Hearts and Minds

I am currently working as an associate to another training company, which is helping one of our major utilities with a massive IT rollout.  The new system, which is costing hundreds of millions of pounds, will replace a host of incompatible and crumbling legacy systems, some of which date back more than 20 years, with a modern, streamlined, fit-for-purpose corporate platform.  The change and disruption will be huge, affecting everything from working practices and company structure to the culture and internal communications of the entire organisation.   While the potential benefits are fantastic, there is without doubt also potential for disaster.

Fortunately, this company has learnt from previous less-than-successful implementations, and this time has taken to heart the words of John P Kotter and Dan Cohen in Heart of Change.

They have realised that for such a massive rollout to work, the key is not screens and keystrokes, not bandwidth and reporting, but hearts and minds.  That is not to say that the effectiveness of the technology is not important.  Flaky systems that fall over, frustrating screens that demand seemingly irrelevant information, security that is so tight it prevents functionality – all of these lead to user-frustration and dissatisfaction with the upgrade.  But none of these will be deal-breakers.  As long as the organisation is seen to admit the shortcomings, and works towards improvements as and when the business can, engaged and committed employees will be remarkably forgiving of glitches.  But fail to win that engagement and commitment, and no amount of whizzy screens and new technology is going to work.  Users will look for faults and problems, and as sure as bytes is bytes, they will find them. 
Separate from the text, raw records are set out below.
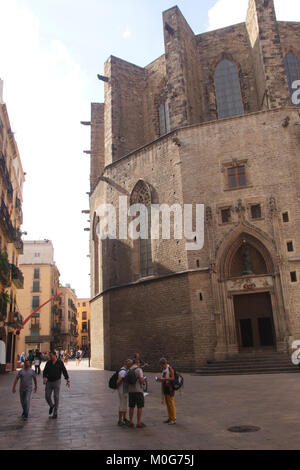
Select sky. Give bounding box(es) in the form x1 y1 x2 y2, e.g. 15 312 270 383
0 0 300 298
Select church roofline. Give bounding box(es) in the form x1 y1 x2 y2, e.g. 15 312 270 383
90 106 299 197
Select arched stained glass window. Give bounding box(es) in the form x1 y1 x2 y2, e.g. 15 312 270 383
284 52 300 106
130 180 153 277
215 59 244 119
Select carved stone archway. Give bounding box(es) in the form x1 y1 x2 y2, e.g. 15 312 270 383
215 221 288 359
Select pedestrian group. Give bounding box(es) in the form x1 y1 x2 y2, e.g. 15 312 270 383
12 349 183 428
113 353 183 428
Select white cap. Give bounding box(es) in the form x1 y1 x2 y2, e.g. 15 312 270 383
0 78 4 104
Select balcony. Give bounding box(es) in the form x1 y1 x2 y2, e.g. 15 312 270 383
30 324 40 337
0 198 16 243
13 228 24 255
0 152 13 201
25 335 52 344
10 264 24 289
0 292 9 322
6 312 23 330
52 323 62 336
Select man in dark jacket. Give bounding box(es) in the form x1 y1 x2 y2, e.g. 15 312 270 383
43 351 70 419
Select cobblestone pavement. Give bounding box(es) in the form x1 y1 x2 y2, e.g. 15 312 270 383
0 360 300 450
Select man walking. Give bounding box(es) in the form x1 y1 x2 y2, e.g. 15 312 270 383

In this case, the commitment to engagement has been laudable.  Future end-users have been properly consulted at every step of the design, from helicopter overview of processes to screen-by-screen input into look and feel.  The company has put considerable effort into hosting a whole series of pre-launch roadshows and workshops to give adequate time discuss all aspects the changes with the entire workforce, including plenty of chance for the doubters to air their (often quite legitimate) concerns, with a corporate commitment to listen carefully to all the feedback.  There has also been an emphasis to ensure that both training and post-launch support are well resourced.

No system rollout of this size can be expected to run without a hiccup.  But with this much effort going into engaging and involving every single member of staff in every step of the journey, the chances of eventual success are very high indeed.